Subagents and Delegation
For tasks that exceed a single context window, or that benefit from parallelism, agents can spawn subagents. The parent agent makes a tool call like run_agent(task, context), and the framework spins up a fresh agent with its own context window to handle the subtask.
This is effectively a form of distributed RPC. The parent agent delegates a unit of work, waits for a result, and incorporates that result into its own context. The child agent has no access to the parent’s context except for what’s explicitly passed in.
The implication is that task decomposition matters a lot. The parent agent needs to provide enough context for the child to succeed without passing so much that it duplicates the parent’s entire working memory. Getting this boundary right is one of the harder parts of designing multi-agent pipelines.
Claude Code supports this via the Task tool, which spawns a subagent with a specified prompt and returns its output. The Anthropic agent SDK exposes similar primitives for custom applications.
Context Management in Practice
When context windows fill up, frameworks have to make decisions about what to discard. The naive approach is sliding window truncation: drop the oldest messages. This breaks badly if an early message contained a file read that later messages depend on.
More sophisticated approaches include:
- Compaction: asking the model to summarize older context before truncating it
- Selective retention: keeping tool results that are likely still relevant (open file contents, test output from the most recent run)
- Re-reading: having the agent proactively re-read files it needs before its context gets too full
Claude Code handles this with a /compact command that triggers context compression.

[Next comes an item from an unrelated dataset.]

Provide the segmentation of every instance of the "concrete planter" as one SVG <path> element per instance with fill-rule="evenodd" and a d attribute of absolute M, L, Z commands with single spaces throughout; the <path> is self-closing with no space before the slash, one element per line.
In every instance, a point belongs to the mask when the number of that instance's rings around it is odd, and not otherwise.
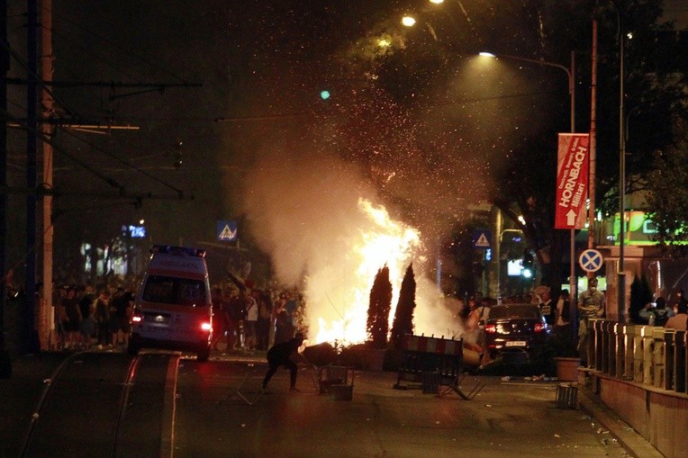
<path fill-rule="evenodd" d="M 385 363 L 385 350 L 371 349 L 367 355 L 368 370 L 382 372 Z"/>
<path fill-rule="evenodd" d="M 576 382 L 578 380 L 578 368 L 581 366 L 581 358 L 557 357 L 554 358 L 557 364 L 557 379 L 561 382 Z"/>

The model summarizes the conversation so far, and that summary replaces the full history. You lose precision but retain the gist of what’s been done.
This is an area where the field is still figuring things out. There’s no established best practice, and different frameworks make different tradeoffs.
The Prompt Injection Problem
When an agent reads files, fetches URLs, or processes user-provided data, that content lands directly in the context window. A file could contain text that instructs the model to do something unintended. This is prompt injection, and it’s harder to solve for agents than for chatbots because agents are specifically designed to act on instructions embedded in external content.
The OWASP Top 10 for LLM Applications lists prompt injection as the top risk. For coding agents with write access to a filesystem and the ability to execute arbitrary commands, the attack surface is substantial. A malicious CONTRIBUTING.md or a poisoned .env.example file could redirect an agent’s behavior in ways that are hard to audit from the outside.
Defensive measures include sandboxing tool execution, running agents without network access by default, and requiring human approval for destructive operations. Claude Code implements several of these: it shows diffs before applying edits and asks for confirmation before running commands it considers risky.
What This Means for Using Agents Well
Understanding the execution model changes how you write tasks. Vague prompts work poorly not because the model is confused about semantics, but because it starts reading files at random and filling its context with things that don’t bear on the actual goal. A good task prompt scopes the work, points the agent at the relevant files, and specifies what success looks like.
For longer tasks, breaking work into chunks that fit comfortably within a context window is more reliable than hoping the agent manages its context well on its own. The tools available determine what the agent can actually do, and the context window determines how much it can keep in mind at once.
These are engineering constraints, not model limitations. Working with them rather than against them is what makes the difference between an agent that reliably completes tasks and one that spirals into confusion after ten steps.